Journal of the American Heart Association: Cardiovascular and Cerebrovascular Disease (May 2024)
Prediction of 24‐Hour Urinary Sodium Excretion Using Machine‐Learning Algorithms
Abstract
Background Accurate quantification of sodium intake based on self‐reported dietary assessments has been a persistent challenge. We aimed to apply machine‐learning (ML) algorithms to predict 24‐hour urinary sodium excretion from self‐reported questionnaire information. Methods and Results We analyzed 3454 participants from the NHS (Nurses' Health Study), NHS‐II (Nurses' Health Study II), and HPFS (Health Professionals Follow‐Up Study), with repeated measures of 24‐hour urinary sodium excretion over 1 year.
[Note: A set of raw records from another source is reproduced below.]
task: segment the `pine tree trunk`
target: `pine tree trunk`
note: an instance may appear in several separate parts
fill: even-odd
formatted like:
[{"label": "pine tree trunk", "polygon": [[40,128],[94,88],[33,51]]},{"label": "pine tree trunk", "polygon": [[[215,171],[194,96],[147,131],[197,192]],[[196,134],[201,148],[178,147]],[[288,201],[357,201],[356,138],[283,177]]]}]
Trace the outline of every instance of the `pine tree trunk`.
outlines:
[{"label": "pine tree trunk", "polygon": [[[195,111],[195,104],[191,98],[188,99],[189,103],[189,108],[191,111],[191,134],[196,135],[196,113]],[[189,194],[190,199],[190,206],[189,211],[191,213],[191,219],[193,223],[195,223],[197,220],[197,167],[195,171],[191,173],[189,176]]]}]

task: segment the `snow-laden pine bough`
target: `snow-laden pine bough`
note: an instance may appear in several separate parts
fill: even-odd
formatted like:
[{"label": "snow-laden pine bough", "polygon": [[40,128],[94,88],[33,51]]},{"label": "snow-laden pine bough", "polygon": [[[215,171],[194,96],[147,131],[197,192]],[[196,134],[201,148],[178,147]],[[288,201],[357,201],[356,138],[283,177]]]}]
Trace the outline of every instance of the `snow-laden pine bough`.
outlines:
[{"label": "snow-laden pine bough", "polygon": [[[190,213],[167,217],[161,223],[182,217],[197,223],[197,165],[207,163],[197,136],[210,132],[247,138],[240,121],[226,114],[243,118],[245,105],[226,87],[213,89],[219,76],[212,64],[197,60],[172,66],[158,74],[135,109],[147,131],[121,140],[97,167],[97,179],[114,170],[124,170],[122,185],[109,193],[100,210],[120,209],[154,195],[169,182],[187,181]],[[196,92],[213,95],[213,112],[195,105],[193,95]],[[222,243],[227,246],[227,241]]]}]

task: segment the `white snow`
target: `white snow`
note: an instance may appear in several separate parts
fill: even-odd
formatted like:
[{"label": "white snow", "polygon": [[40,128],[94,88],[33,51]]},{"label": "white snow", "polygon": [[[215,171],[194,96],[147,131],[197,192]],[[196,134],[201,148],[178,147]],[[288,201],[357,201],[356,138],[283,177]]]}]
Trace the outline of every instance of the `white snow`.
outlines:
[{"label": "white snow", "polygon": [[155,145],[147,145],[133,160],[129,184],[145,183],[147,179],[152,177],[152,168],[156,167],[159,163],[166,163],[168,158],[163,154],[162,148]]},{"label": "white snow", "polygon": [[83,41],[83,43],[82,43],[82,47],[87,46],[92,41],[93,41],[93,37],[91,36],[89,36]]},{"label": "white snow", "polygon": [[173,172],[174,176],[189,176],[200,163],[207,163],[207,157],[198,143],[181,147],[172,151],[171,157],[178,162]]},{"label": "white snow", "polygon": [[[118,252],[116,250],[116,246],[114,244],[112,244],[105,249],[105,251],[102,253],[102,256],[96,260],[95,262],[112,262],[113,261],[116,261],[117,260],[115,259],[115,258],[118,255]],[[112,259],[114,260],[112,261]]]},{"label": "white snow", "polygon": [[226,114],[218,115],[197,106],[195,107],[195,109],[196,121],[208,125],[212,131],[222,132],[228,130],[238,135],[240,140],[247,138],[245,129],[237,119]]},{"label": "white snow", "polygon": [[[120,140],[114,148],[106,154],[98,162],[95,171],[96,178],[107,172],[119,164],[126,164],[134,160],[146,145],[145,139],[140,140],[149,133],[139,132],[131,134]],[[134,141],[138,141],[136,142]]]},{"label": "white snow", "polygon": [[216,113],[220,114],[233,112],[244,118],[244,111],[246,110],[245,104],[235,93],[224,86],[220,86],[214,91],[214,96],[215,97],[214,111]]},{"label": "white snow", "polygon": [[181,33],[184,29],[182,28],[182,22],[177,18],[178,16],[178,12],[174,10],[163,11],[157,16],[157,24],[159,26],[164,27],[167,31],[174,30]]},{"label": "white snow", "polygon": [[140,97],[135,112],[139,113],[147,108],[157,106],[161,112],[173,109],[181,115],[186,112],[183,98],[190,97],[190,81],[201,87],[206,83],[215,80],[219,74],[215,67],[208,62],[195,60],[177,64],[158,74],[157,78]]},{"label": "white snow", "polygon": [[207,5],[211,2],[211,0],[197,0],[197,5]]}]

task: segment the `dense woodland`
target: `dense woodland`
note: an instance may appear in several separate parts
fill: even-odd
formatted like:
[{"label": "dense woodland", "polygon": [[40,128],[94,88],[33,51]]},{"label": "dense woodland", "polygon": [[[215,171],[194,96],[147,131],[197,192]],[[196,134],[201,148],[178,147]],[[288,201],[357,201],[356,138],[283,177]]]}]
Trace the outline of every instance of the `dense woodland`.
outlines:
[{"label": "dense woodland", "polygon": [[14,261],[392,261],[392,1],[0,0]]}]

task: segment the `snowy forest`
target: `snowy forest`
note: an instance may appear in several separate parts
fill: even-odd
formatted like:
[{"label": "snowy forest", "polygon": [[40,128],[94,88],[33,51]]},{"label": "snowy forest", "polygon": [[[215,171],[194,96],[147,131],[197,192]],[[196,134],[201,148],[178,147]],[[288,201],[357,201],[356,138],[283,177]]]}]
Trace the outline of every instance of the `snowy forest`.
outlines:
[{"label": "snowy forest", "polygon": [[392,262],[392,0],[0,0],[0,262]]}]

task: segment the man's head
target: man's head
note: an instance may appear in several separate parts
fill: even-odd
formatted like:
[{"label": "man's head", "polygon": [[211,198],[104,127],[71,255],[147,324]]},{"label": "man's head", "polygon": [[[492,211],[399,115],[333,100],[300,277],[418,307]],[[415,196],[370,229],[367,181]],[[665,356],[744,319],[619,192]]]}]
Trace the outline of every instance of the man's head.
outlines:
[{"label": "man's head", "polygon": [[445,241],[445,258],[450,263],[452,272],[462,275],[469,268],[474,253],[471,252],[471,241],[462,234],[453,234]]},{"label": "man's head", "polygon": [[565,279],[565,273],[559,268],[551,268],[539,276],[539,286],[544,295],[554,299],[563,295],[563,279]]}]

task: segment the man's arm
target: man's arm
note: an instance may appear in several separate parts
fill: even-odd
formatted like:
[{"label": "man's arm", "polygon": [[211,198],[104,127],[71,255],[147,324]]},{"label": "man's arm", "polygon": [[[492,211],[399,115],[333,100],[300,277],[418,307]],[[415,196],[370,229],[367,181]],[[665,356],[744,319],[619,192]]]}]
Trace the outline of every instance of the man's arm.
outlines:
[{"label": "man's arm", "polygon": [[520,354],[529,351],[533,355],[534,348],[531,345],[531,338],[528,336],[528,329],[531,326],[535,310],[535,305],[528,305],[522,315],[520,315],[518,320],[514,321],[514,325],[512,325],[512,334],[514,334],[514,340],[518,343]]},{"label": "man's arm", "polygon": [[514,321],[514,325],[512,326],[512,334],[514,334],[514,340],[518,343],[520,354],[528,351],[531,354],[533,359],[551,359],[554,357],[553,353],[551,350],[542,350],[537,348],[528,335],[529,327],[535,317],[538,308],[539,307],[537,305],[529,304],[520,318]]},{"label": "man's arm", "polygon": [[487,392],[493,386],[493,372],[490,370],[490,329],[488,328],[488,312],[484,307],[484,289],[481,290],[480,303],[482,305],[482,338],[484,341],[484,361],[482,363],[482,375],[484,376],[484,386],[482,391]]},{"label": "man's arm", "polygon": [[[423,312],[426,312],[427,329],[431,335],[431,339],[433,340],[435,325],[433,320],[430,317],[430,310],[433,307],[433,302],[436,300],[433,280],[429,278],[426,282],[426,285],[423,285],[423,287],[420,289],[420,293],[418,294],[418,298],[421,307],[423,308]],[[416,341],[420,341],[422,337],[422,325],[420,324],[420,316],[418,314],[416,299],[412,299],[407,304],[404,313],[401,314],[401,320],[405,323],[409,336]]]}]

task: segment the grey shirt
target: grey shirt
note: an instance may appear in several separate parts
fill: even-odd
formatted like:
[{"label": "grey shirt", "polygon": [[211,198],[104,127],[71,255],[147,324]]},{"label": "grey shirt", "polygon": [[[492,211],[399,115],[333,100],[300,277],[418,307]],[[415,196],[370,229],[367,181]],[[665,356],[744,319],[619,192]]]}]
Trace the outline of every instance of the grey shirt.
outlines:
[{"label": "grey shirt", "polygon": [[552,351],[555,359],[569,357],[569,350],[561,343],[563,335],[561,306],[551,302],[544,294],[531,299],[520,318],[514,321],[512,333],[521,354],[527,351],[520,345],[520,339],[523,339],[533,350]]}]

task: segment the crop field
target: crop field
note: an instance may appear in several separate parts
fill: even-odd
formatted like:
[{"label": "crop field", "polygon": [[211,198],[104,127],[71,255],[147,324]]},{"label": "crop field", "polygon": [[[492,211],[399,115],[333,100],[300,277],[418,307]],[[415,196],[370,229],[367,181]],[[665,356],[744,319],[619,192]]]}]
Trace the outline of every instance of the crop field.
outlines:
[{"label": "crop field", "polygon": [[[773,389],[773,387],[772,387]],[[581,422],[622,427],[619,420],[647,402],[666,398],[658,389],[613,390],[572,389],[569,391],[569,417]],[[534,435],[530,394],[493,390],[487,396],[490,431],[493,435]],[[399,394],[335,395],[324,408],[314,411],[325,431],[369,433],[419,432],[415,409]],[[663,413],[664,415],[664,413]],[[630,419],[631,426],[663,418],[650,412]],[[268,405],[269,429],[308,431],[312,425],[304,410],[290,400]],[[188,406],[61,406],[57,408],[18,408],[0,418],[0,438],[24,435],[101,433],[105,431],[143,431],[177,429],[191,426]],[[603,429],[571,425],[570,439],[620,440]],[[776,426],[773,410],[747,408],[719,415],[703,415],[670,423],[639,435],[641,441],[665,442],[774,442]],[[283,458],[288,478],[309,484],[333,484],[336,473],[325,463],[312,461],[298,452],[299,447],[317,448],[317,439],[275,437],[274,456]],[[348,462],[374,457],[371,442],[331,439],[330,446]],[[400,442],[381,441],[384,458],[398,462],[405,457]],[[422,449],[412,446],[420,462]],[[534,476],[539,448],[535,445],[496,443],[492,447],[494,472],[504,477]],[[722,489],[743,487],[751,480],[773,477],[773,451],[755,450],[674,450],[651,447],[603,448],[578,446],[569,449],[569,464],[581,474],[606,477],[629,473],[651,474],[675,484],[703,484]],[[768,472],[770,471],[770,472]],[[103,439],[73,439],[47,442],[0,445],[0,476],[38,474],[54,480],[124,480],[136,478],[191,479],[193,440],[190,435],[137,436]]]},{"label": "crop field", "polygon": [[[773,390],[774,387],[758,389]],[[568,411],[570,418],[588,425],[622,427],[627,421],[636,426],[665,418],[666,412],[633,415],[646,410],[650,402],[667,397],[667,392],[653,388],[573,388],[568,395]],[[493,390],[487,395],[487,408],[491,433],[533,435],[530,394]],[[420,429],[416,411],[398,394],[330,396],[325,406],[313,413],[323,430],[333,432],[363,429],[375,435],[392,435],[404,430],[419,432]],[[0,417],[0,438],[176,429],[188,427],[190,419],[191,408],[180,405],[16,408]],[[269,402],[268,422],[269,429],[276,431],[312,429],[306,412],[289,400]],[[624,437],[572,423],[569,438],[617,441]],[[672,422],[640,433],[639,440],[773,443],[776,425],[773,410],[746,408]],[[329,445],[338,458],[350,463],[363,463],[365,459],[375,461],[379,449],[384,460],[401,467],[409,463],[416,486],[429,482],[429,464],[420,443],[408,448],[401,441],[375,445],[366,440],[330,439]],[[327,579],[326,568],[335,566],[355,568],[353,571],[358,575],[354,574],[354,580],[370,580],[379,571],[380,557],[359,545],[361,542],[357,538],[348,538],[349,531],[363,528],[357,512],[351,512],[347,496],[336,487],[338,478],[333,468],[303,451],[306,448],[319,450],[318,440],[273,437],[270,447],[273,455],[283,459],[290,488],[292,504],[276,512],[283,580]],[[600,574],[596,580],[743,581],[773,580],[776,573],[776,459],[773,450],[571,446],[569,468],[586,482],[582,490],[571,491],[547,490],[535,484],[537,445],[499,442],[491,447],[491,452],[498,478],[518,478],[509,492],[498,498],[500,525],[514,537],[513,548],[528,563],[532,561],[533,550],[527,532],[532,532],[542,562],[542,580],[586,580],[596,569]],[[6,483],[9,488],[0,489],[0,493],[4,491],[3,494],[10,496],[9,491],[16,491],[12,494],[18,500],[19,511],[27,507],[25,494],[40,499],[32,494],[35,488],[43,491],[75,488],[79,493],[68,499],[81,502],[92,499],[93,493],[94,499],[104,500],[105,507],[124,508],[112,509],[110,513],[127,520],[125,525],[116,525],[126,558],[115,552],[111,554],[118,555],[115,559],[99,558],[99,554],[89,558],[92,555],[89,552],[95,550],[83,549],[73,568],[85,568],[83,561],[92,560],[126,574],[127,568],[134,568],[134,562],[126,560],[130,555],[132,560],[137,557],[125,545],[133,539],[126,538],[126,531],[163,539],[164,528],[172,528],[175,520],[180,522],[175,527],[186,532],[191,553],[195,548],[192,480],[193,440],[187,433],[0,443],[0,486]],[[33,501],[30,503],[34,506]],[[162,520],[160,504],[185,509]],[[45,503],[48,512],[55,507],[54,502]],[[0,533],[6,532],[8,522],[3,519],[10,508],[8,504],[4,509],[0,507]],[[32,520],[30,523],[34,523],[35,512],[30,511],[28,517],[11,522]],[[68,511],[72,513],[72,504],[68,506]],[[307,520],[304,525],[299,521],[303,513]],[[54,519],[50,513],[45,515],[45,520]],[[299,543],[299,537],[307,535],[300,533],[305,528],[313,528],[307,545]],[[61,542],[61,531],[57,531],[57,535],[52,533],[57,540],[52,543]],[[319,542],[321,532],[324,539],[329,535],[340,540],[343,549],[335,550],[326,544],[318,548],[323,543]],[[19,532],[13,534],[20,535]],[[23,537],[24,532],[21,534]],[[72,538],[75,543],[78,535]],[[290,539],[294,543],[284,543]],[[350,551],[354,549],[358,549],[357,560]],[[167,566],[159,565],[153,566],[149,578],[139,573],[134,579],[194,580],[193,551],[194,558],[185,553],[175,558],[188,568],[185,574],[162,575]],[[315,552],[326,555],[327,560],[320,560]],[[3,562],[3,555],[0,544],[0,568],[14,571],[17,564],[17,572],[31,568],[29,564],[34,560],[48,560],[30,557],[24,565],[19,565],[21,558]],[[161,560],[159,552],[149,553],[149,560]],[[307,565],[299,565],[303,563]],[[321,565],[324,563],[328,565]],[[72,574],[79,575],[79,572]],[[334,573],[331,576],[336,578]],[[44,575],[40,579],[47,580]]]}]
We used an ensemble approach to predict averaged 24‐hour urinary sodium excretion using 36 characteristics. The TOHP‐I (Trial of Hypertension Prevention I) was used for the external validation. The final ML algorithms were applied to 167 920 nonhypertensive adults with 30‐year follow‐up to estimate confounder‐adjusted hazard ratio (HR) of incident hypertension for predicted sodium. Averaged 24‐hour urinary sodium excretion was better predicted and calibrated with ML compared with the food frequency questionnaire (Spearman correlation coefficient, 0.51 [95% CI, 0.49–0.54] with ML; 0.19 [95% CI, 0.16–0.23] with the food frequency questionnaire; 0.46 [95% CI, 0.42–0.50] in the TOHP‐I). However, the prediction heavily depended on body size, and the prediction of energy‐adjusted 24‐hour sodium excretion was modestly better using ML. ML‐predicted sodium was modestly more strongly associated than food frequency questionnaire‐based sodium in the NHS‐II (HR comparing Q5 versus Q1, 1.48 [95% CI, 1.40–1.56] with ML; 1.04 [95% CI, 0.99–1.08] with the food frequency questionnaire), but no material differences were observed in the NHS or HPFS. Conclusions The present ML algorithm improved prediction of participants' absolute 24‐hour urinary sodium excretion. The present algorithms may be a generalizable approach for predicting absolute sodium intake but do not substantially reduce the bias stemming from measurement error in disease associations.